Each batch will keep a shader unit busy for some while (probably at least a few hundred cycles!). But that’s no problem, because we got plenty of them – just pick a different unit to execute each batch! Presto parallelism. We’ll eventually get the results back. At which point we can use the saved cache tags and the original index buffer data to assemble primitives to be sent down the pipeline (this is what “primitive assembly” does, which I’ll cover in the later part).

By the way, when I say “get the results back”, what does that mean? Where do they end up? There’s two major choices: 1. specialized buffers or 2. some general cache/scratchpad memory. It used to be 1), with a fixed organization designed around vertex data (with space for 16 float4 vectors of attributes per vertex and so on), but lately GPUs seem to be moving towards 2), i.e. “just memory”. It’s more flexible, and has the distinct advantage that you can use this memory for other shader stages, whereas things like specialized vertex caches are fairly useless for the pixel shading or compute pipeline, to give just one example.

Update: And here’s a picture(see below) of the vertex shading dataflow as described so far.

photo 1

Shader Unit internals

Short versions: It’s pretty much what you’d expect from looking at disassembled HLSL compiler output (fxc /dumpbin is your friend!). Guess what, it’s just processors that are really good at running that kind of code, and the way that kind of thing is done in hardware is building something that eats something fairly close to shader bytecode, in spirit anyway. And unlike the stuff that I’ve been talking about so far, it’s fairly well documented too – if you’re interested, just check out conference presentations from AMD and NVidia or read the documentation for the CUDA/Stream SDKs.

Anyway, here’s the executive summary: fast ALU mostly built around a FMAC (Floating Multiply-ACcumulate) unit, some HW support for (at least) reciprocal, reciprocal square root, log2, exp2, sin, cos, optimized for high throughput and high density not low latency, running a high number of threads to cover said latency, fairly small number of registers per thread (since you’re running so many of them!), very good at executing straight-line code, bad at branches (especially if they’re not coherent).

All that is common to pretty much all implementations. There’s some differences, too; AMD hardware used to stick directly with the 4-wide SIMD implied by the HLSL/GLSL and shader bytecode (even though they seem to be moving away from that lately), while NVidia decided to rather turn the 4-way SIMD into scalar instructions a while back. Again though, all that’s on the Web already!

What’s interesting to note though is the differences between the various shader stages. The short version is that really are rather few of them; for example, all the arithmetic and logic instructions are exactly the same across all stages. Some constructs (like derivative instructions and interpolated attributes in pixel shaders) only exist in some stages; but mostly, the differences are just what kind (and format) of data are passed in and out.

There’s one special bit related to shaders though that’s a big enough subject to deserve a part on its own. That bit is texture sampling (and texture units). Which, it turns out, will be our topic next time!
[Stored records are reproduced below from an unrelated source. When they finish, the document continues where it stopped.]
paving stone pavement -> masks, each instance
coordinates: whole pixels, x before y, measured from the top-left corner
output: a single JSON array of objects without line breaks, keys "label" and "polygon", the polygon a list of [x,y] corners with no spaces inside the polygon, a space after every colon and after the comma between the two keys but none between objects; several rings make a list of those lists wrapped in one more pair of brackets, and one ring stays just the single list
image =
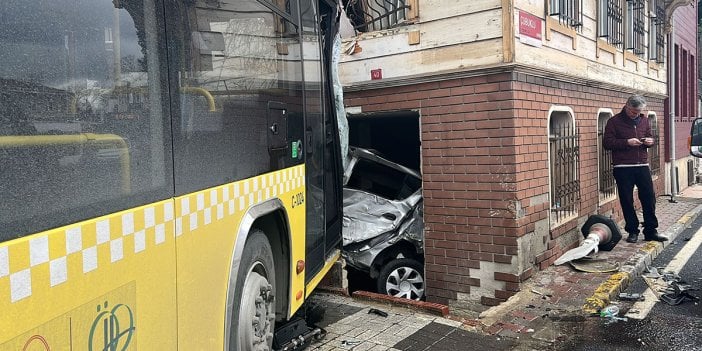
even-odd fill
[{"label": "paving stone pavement", "polygon": [[[671,238],[661,244],[623,239],[597,258],[620,265],[618,273],[583,273],[570,265],[550,266],[537,272],[507,302],[481,313],[477,319],[431,315],[387,301],[367,301],[318,291],[313,300],[326,307],[319,324],[327,331],[323,340],[308,349],[341,350],[559,350],[567,337],[559,323],[593,318],[588,307],[609,303],[639,275],[665,246],[675,245],[677,235],[702,213],[702,186],[695,185],[670,203],[659,197],[656,214],[659,232]],[[622,230],[623,232],[623,230]],[[614,295],[613,295],[614,294]],[[387,317],[369,313],[386,312]]]},{"label": "paving stone pavement", "polygon": [[[312,350],[455,351],[476,343],[484,345],[484,350],[508,350],[515,345],[500,336],[478,333],[463,321],[432,316],[403,305],[359,302],[324,292],[316,293],[313,301],[326,307],[318,326],[326,330],[327,336],[312,344]],[[373,309],[387,316],[372,313]]]}]

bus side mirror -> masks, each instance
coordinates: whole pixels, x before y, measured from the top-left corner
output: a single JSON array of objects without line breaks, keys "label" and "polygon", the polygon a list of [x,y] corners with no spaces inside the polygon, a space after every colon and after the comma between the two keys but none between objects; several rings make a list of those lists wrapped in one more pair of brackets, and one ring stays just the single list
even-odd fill
[{"label": "bus side mirror", "polygon": [[695,119],[690,128],[690,155],[702,157],[702,118]]}]

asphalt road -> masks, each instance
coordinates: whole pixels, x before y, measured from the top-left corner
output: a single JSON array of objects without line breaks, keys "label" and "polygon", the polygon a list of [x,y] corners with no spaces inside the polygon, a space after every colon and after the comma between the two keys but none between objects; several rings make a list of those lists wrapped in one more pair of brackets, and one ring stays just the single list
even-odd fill
[{"label": "asphalt road", "polygon": [[[663,268],[659,271],[677,271],[690,287],[702,289],[701,227],[702,217],[683,231],[651,266]],[[685,300],[679,305],[656,301],[642,277],[632,282],[626,292],[646,298],[643,302],[618,301],[615,304],[620,309],[619,316],[628,317],[626,321],[587,318],[562,325],[572,335],[562,350],[702,350],[702,301]],[[702,296],[699,290],[688,292]]]}]

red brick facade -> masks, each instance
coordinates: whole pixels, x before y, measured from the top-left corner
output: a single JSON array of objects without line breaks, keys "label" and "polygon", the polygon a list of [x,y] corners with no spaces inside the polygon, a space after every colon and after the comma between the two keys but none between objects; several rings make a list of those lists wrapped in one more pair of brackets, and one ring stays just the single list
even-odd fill
[{"label": "red brick facade", "polygon": [[[597,121],[599,109],[618,113],[633,91],[587,83],[508,71],[346,93],[346,106],[364,113],[420,114],[428,301],[498,304],[534,270],[577,246],[589,215],[622,218],[617,201],[599,204]],[[647,99],[663,126],[663,98]],[[580,134],[578,217],[555,228],[548,162],[553,106],[572,109]]]}]

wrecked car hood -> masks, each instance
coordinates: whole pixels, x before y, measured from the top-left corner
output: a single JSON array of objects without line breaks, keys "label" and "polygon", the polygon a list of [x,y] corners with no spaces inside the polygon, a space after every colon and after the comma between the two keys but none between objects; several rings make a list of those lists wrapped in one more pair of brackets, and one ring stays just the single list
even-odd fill
[{"label": "wrecked car hood", "polygon": [[344,188],[343,245],[361,242],[397,229],[421,201],[421,190],[393,201],[361,190]]}]

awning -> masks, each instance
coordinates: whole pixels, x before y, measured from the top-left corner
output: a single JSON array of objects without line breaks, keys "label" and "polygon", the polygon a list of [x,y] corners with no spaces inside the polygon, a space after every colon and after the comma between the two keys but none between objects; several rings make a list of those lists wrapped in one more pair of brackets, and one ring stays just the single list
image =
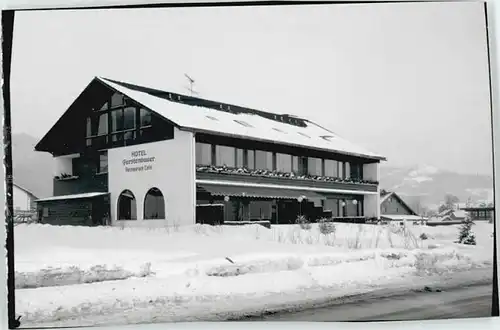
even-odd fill
[{"label": "awning", "polygon": [[65,200],[65,199],[82,199],[82,198],[92,198],[96,196],[104,196],[108,195],[107,192],[91,192],[84,194],[74,194],[74,195],[62,195],[62,196],[53,196],[47,198],[40,198],[35,200],[35,202],[48,202],[48,201],[57,201],[57,200]]},{"label": "awning", "polygon": [[223,186],[211,184],[198,184],[199,188],[209,192],[214,196],[237,196],[237,197],[254,197],[254,198],[274,198],[274,199],[326,199],[325,196],[313,191],[305,190],[290,190],[278,188],[260,188],[260,187],[238,187],[238,186]]}]

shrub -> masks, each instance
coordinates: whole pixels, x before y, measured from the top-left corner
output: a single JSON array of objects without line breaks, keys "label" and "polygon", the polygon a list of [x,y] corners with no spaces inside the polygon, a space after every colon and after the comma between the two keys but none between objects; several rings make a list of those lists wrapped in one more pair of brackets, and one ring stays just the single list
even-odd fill
[{"label": "shrub", "polygon": [[329,235],[335,233],[336,230],[337,228],[335,227],[335,224],[331,222],[331,219],[322,218],[319,220],[319,231],[323,235]]},{"label": "shrub", "polygon": [[422,241],[425,241],[426,239],[429,239],[429,236],[427,236],[427,234],[426,234],[426,233],[422,233],[422,234],[420,234],[420,239],[421,239]]},{"label": "shrub", "polygon": [[309,222],[309,220],[303,215],[299,215],[295,219],[295,223],[298,224],[300,226],[300,228],[302,228],[304,230],[310,230],[312,228],[312,225]]},{"label": "shrub", "polygon": [[458,233],[458,243],[466,245],[476,245],[476,235],[472,232],[473,222],[467,219],[462,226],[460,226],[460,232]]}]

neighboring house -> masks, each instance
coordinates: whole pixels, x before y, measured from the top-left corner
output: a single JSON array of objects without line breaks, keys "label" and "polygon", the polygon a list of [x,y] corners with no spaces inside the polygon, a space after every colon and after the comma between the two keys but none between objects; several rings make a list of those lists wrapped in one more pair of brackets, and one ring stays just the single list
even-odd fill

See you then.

Closing remarks

Again, I repeat my disclaimer from the “Vertex Caching and Shading” section: Part of that is conjecture on my part, so take it with a grain of salt. Or maybe a pound. I don’t know.

I’m also not going into any detail on how scratch/cache memory is managed; the buffer sizes depend (primarily) on the size of batches you process and the number of vertex output attributes you expect. Buffer sizing and management is really important for performance, but I can’t meaningfully explain it here, nor do I want to; while interesting, this stuff is very specific to whatever hardware you’re talking about, and not really very insightful.